Ms Robles has long said the Lord’s Prayer every night before bed, and now she often finds herself repeating it throughout the day to strengthen herself.

“They kick us out with no response,” she said.

Other workers, like 67-year-old Mario Melendez, who has worked at the plant for a decade, share this sense of disconnect.

It’s an honor to know that his work helps feed the people of Southern California, he said, especially during the holidays, when the factory’s ribs, ham and hot dogs will be part of the popular celebrations.
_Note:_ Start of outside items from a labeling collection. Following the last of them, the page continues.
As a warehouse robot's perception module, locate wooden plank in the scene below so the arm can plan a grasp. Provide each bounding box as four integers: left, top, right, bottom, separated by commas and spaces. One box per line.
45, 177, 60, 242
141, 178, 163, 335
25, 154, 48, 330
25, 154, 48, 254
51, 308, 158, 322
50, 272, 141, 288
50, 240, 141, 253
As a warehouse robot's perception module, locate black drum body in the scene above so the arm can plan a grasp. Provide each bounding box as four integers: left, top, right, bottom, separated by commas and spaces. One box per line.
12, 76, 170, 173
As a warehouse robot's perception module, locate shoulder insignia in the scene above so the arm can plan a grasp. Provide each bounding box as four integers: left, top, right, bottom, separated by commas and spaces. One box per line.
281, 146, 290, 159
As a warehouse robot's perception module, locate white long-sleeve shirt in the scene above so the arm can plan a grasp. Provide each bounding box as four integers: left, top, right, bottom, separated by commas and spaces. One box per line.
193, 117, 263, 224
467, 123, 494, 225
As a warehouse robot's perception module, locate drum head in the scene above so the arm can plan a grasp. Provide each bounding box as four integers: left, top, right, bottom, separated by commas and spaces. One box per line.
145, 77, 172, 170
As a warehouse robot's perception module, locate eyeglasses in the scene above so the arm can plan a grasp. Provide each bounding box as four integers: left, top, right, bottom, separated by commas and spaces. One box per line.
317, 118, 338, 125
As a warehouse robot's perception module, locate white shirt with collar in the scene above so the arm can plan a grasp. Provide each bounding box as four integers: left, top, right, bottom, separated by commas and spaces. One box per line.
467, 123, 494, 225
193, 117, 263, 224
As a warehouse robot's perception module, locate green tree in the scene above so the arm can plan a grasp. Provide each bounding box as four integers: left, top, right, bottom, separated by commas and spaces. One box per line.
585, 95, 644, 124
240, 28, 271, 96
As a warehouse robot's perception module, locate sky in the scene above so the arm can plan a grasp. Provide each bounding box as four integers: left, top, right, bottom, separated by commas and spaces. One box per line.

But the factory is also a place where he contracted the coronavirus, which he transmitted to his brother, who died of the virus, just like his mother. He was devastated.

“A terrible shock,” said Mr. Melendez, who says he feels betrayed by the company.

Just like Leo Velasquez.

He started the night shift in 1990, earning $7 an hour wrapping and sealing bacon. A few years later, he switched to the day, working 10-hour shifts.

“I gave my life to this place,” said Mr. Velasquez, 62.

Over the years, his body began to wear down. In 2014, he underwent shoulder replacement surgery. Still, he had hoped to continue at the factory until he was ready to retire.

“That’s not going to happen,” he said. “Where I go from here, I don’t know.”